Hello Everybody,
Some reviewing and a _NEW_ post with - closer to a solution of "our" "problem".
1. The x2sh library snapshot I posted is completely agnostic of what it parses, but it is slow when used in a big series of documents. I have tried this myself,
in order to parse the entire LFS book and load it into a semantically significant "table" simulation using arrays in bash takes at about 40 - 50 min. This is
because the script code is complex, requires a lot of counter variables while parsing, but most of all, it reads everything in the xml source it parses
character by character. This is completely unacceptable under _any_ circumstance. Fact is, that however "weird" the syntax in the file may be, because of its
character it would parse literally anything.
2. The genXML boosting parser script is extremely fast, for it takes only 30 - 40 s (a decrease in time by _60_ times and up), it is able to seek within the
complete set of files for any element of type <element> , </element> and dump its output to a _valid_ xml file with every <element> and its contained data.
unfortunately it does not support attributes so '<screen role="no dump">' "patterns" can escape. It is bash 3.0 compliant only because it uses the "perlish" =~
operator only implemented there. Incorporating attribute - awareness and inline - parsing within genXML would eventually lead to increased complexity especially
when element attributes are laid out in a multi - line manner. This would lead to having more buffers, more variables, more lockups and eventually go to a
situation like (1), making no practical use of the advantage the =~ operator offers.

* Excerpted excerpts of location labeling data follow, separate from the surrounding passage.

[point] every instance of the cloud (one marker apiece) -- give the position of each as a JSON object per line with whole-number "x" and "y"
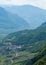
{"x": 38, "y": 3}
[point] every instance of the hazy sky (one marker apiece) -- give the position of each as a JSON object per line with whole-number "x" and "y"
{"x": 38, "y": 3}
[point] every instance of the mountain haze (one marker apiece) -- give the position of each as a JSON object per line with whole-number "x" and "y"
{"x": 33, "y": 15}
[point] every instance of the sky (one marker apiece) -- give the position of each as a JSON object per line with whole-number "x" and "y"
{"x": 37, "y": 3}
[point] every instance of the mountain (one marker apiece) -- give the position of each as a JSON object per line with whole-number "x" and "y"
{"x": 40, "y": 59}
{"x": 34, "y": 38}
{"x": 11, "y": 22}
{"x": 33, "y": 15}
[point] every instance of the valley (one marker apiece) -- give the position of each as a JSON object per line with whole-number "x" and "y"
{"x": 24, "y": 47}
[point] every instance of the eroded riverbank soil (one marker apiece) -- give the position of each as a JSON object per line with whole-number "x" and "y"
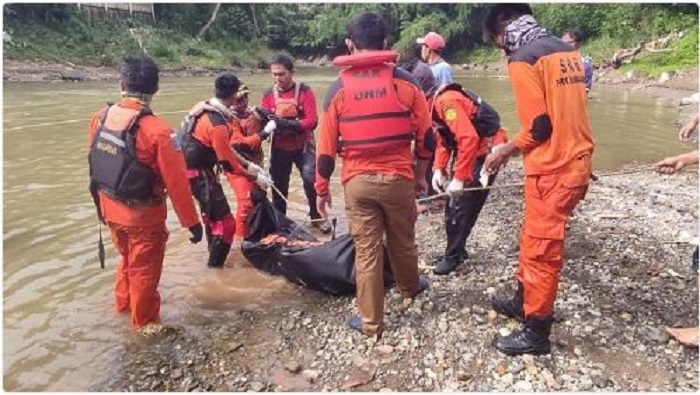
{"x": 627, "y": 275}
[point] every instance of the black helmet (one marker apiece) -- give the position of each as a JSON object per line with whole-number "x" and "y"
{"x": 502, "y": 12}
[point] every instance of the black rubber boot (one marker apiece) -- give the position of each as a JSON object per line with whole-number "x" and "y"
{"x": 218, "y": 253}
{"x": 533, "y": 339}
{"x": 513, "y": 307}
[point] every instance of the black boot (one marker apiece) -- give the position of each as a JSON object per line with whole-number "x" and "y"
{"x": 512, "y": 308}
{"x": 533, "y": 339}
{"x": 448, "y": 264}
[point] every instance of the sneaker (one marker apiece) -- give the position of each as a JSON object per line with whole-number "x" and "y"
{"x": 423, "y": 284}
{"x": 355, "y": 322}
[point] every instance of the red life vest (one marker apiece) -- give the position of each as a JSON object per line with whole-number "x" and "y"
{"x": 287, "y": 108}
{"x": 373, "y": 120}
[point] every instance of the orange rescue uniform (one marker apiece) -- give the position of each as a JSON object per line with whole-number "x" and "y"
{"x": 555, "y": 137}
{"x": 138, "y": 231}
{"x": 248, "y": 144}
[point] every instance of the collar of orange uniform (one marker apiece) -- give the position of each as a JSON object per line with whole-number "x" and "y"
{"x": 367, "y": 58}
{"x": 132, "y": 103}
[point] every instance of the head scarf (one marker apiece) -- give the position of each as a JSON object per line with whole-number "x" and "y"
{"x": 522, "y": 31}
{"x": 426, "y": 80}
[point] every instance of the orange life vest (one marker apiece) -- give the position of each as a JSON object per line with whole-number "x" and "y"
{"x": 372, "y": 120}
{"x": 250, "y": 124}
{"x": 287, "y": 108}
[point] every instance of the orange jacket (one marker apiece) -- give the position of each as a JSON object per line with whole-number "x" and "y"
{"x": 549, "y": 83}
{"x": 400, "y": 163}
{"x": 214, "y": 131}
{"x": 156, "y": 148}
{"x": 457, "y": 111}
{"x": 246, "y": 139}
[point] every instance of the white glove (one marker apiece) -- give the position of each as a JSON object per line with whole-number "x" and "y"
{"x": 270, "y": 126}
{"x": 483, "y": 177}
{"x": 254, "y": 170}
{"x": 438, "y": 180}
{"x": 454, "y": 186}
{"x": 263, "y": 180}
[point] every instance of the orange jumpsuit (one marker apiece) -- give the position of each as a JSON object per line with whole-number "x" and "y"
{"x": 457, "y": 111}
{"x": 214, "y": 131}
{"x": 138, "y": 232}
{"x": 249, "y": 145}
{"x": 555, "y": 137}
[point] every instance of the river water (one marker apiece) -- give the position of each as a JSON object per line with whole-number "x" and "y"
{"x": 60, "y": 332}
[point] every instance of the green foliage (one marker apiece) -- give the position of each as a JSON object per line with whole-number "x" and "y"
{"x": 684, "y": 54}
{"x": 245, "y": 34}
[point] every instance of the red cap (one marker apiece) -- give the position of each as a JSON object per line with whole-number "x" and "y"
{"x": 433, "y": 40}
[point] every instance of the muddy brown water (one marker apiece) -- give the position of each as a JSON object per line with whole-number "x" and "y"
{"x": 60, "y": 333}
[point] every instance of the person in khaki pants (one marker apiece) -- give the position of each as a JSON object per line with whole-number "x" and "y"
{"x": 373, "y": 112}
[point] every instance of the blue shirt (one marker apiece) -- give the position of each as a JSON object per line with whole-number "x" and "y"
{"x": 442, "y": 73}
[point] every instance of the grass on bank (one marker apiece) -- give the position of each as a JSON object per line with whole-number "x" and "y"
{"x": 106, "y": 44}
{"x": 683, "y": 55}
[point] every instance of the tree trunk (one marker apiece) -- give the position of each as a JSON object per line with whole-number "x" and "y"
{"x": 211, "y": 20}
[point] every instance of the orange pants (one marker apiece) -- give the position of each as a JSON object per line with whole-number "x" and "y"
{"x": 242, "y": 187}
{"x": 549, "y": 202}
{"x": 138, "y": 273}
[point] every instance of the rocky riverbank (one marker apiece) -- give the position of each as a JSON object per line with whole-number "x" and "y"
{"x": 627, "y": 275}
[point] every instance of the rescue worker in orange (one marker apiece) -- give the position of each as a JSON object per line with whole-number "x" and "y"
{"x": 549, "y": 84}
{"x": 249, "y": 145}
{"x": 206, "y": 143}
{"x": 293, "y": 104}
{"x": 134, "y": 158}
{"x": 467, "y": 128}
{"x": 373, "y": 112}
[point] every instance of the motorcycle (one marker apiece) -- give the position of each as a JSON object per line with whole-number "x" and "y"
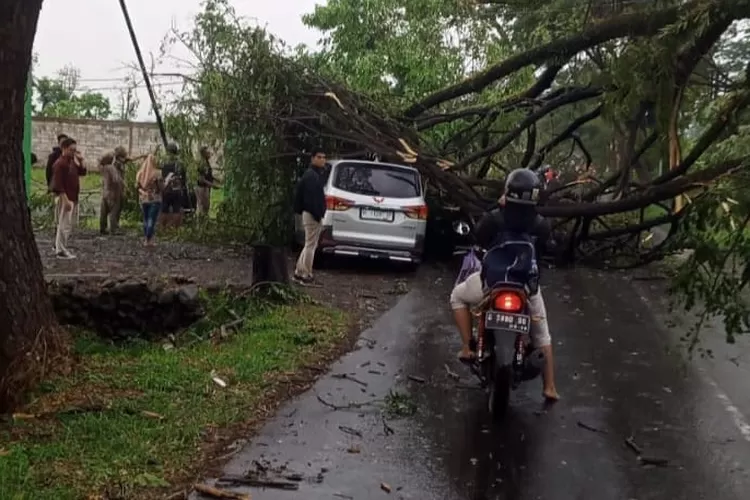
{"x": 505, "y": 357}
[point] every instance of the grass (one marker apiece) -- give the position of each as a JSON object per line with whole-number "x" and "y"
{"x": 134, "y": 419}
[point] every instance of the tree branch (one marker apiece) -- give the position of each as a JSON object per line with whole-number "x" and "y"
{"x": 565, "y": 99}
{"x": 650, "y": 196}
{"x": 564, "y": 135}
{"x": 635, "y": 24}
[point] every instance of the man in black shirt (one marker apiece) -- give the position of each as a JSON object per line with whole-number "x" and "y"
{"x": 516, "y": 215}
{"x": 173, "y": 174}
{"x": 309, "y": 201}
{"x": 206, "y": 181}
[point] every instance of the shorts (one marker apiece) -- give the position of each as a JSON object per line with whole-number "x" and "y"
{"x": 171, "y": 203}
{"x": 471, "y": 292}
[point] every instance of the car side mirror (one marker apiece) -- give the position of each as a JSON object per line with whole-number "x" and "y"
{"x": 461, "y": 228}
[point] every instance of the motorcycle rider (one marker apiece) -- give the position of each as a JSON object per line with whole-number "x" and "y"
{"x": 516, "y": 212}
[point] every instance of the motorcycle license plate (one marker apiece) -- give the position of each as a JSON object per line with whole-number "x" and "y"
{"x": 519, "y": 323}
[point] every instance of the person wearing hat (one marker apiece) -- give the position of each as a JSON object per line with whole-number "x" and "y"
{"x": 173, "y": 173}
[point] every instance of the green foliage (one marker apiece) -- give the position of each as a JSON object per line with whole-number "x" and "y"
{"x": 128, "y": 421}
{"x": 714, "y": 277}
{"x": 62, "y": 97}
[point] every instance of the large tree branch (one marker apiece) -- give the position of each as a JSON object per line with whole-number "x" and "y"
{"x": 650, "y": 196}
{"x": 635, "y": 24}
{"x": 565, "y": 99}
{"x": 526, "y": 98}
{"x": 690, "y": 56}
{"x": 564, "y": 135}
{"x": 736, "y": 103}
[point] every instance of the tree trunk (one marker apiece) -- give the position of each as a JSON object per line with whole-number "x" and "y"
{"x": 30, "y": 337}
{"x": 675, "y": 152}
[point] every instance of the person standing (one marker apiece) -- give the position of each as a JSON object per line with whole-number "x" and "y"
{"x": 206, "y": 181}
{"x": 52, "y": 158}
{"x": 309, "y": 201}
{"x": 173, "y": 174}
{"x": 66, "y": 185}
{"x": 150, "y": 185}
{"x": 113, "y": 191}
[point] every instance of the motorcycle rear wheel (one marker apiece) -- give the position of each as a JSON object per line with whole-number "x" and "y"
{"x": 498, "y": 391}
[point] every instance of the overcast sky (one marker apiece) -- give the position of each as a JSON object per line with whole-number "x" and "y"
{"x": 92, "y": 35}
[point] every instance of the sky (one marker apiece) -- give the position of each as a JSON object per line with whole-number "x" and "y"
{"x": 92, "y": 36}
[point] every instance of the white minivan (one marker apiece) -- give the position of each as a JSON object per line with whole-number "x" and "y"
{"x": 374, "y": 210}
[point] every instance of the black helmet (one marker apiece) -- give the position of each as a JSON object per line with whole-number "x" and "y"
{"x": 522, "y": 186}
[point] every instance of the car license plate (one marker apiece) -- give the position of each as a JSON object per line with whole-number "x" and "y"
{"x": 366, "y": 213}
{"x": 496, "y": 320}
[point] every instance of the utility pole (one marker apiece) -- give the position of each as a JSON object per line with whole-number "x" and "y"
{"x": 146, "y": 78}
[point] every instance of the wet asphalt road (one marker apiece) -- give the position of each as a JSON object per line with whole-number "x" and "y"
{"x": 619, "y": 372}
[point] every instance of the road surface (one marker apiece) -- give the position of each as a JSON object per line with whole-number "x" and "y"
{"x": 620, "y": 372}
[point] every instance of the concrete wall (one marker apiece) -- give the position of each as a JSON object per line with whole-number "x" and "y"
{"x": 94, "y": 137}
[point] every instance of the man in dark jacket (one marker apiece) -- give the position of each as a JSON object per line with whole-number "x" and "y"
{"x": 52, "y": 158}
{"x": 516, "y": 215}
{"x": 173, "y": 197}
{"x": 310, "y": 202}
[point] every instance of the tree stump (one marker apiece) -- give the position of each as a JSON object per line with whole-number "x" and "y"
{"x": 270, "y": 265}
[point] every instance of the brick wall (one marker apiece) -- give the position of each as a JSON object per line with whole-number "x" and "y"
{"x": 94, "y": 137}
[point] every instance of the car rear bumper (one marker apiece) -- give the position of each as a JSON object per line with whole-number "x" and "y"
{"x": 328, "y": 245}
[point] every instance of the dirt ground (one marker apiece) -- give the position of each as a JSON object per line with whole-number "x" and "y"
{"x": 353, "y": 285}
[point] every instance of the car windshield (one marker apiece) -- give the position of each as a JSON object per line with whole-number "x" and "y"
{"x": 377, "y": 180}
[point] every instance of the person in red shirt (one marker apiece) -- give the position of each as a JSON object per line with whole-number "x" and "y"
{"x": 66, "y": 186}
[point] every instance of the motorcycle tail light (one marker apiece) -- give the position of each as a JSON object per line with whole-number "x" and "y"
{"x": 508, "y": 302}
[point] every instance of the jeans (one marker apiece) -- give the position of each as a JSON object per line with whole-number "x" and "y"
{"x": 150, "y": 215}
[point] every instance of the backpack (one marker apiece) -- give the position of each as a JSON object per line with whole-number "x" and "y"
{"x": 172, "y": 178}
{"x": 512, "y": 259}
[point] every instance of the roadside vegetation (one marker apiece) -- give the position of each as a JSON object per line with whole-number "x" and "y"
{"x": 137, "y": 420}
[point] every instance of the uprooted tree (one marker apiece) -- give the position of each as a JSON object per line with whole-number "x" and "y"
{"x": 642, "y": 105}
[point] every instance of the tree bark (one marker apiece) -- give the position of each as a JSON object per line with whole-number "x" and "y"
{"x": 30, "y": 337}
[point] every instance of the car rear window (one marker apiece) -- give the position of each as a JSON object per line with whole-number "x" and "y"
{"x": 377, "y": 180}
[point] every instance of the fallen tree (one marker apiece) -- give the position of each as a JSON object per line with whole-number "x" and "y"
{"x": 276, "y": 107}
{"x": 642, "y": 107}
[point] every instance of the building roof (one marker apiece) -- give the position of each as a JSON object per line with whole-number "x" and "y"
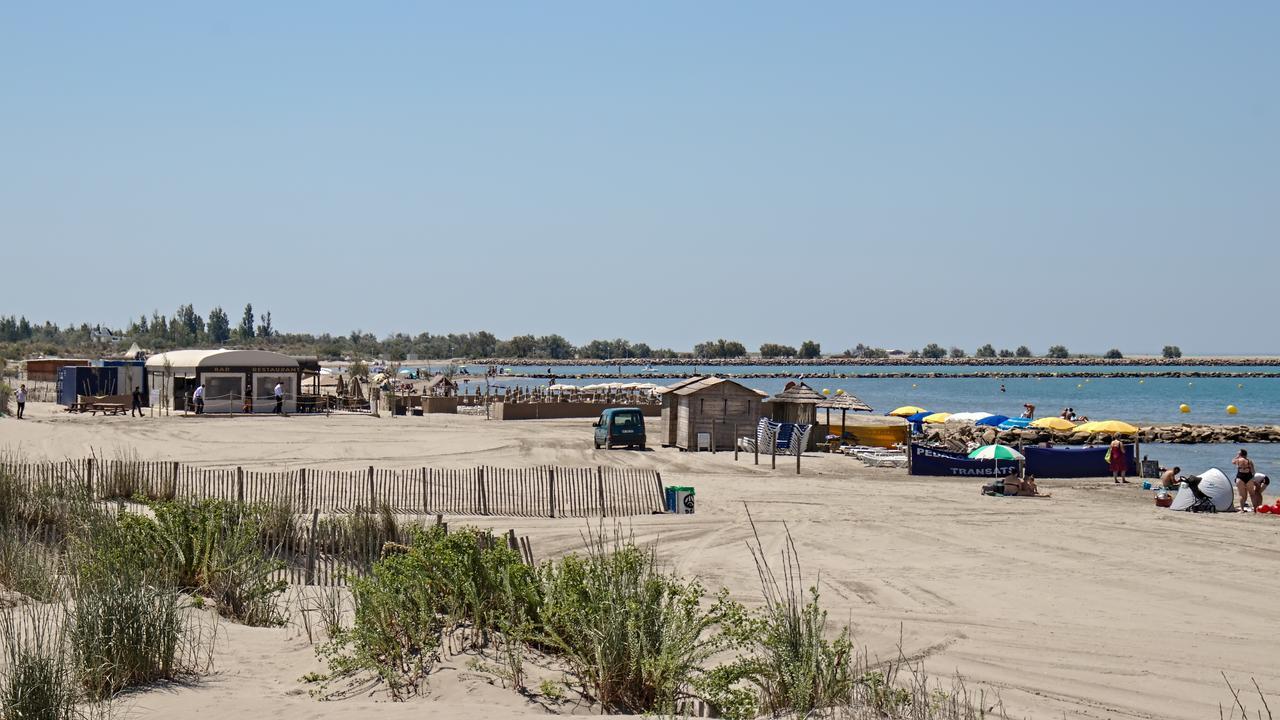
{"x": 798, "y": 392}
{"x": 845, "y": 401}
{"x": 202, "y": 359}
{"x": 691, "y": 386}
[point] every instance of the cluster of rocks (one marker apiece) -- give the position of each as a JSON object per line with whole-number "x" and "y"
{"x": 881, "y": 361}
{"x": 960, "y": 436}
{"x": 927, "y": 376}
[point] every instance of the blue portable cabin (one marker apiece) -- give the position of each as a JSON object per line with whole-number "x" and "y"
{"x": 86, "y": 379}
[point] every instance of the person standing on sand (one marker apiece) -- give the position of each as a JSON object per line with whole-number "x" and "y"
{"x": 1244, "y": 478}
{"x": 1118, "y": 463}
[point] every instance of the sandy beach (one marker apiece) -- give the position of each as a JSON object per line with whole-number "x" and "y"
{"x": 1091, "y": 604}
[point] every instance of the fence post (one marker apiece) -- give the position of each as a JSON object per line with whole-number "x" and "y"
{"x": 599, "y": 487}
{"x": 551, "y": 491}
{"x": 311, "y": 546}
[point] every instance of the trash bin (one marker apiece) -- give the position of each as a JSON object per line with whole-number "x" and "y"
{"x": 680, "y": 500}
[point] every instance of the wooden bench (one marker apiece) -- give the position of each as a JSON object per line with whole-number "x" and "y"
{"x": 108, "y": 409}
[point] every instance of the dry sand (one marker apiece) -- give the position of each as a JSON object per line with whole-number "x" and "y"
{"x": 1092, "y": 604}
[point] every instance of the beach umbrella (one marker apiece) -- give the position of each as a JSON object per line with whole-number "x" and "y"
{"x": 996, "y": 452}
{"x": 1214, "y": 483}
{"x": 1054, "y": 424}
{"x": 1112, "y": 427}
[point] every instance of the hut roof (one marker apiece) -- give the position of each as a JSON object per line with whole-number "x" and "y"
{"x": 703, "y": 382}
{"x": 845, "y": 401}
{"x": 799, "y": 392}
{"x": 192, "y": 359}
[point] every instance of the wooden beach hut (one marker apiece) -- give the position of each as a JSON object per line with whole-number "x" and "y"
{"x": 440, "y": 386}
{"x": 798, "y": 402}
{"x": 708, "y": 411}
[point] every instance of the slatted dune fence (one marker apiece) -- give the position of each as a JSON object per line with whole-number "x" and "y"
{"x": 517, "y": 492}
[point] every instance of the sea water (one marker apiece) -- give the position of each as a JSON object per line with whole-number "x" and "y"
{"x": 1134, "y": 400}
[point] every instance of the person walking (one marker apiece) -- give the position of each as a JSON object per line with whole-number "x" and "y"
{"x": 1244, "y": 478}
{"x": 1118, "y": 463}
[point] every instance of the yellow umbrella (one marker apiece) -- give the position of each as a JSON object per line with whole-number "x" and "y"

******************************************
It appears obvious, that by design, the best approach would be to dump character-by-character parsing (1), and make a very simple script that reads the XML
files and does not parse them, but instead, makes so that for a _given_ input, output is either data contained within a _pair_ of < and > characters or not.
Then, "parsing" can be done in that specific output using =~ operators and others alike, while eliminating the need for more complex scripts. I present to you
my newest implementation, going towards that direction.
*****************************************
Two versions of this new script are to be posted:
1. Everything is loaded into a conventional bash array where each entry contains data
within <,> pair or NOT. Nothing is printed on screen.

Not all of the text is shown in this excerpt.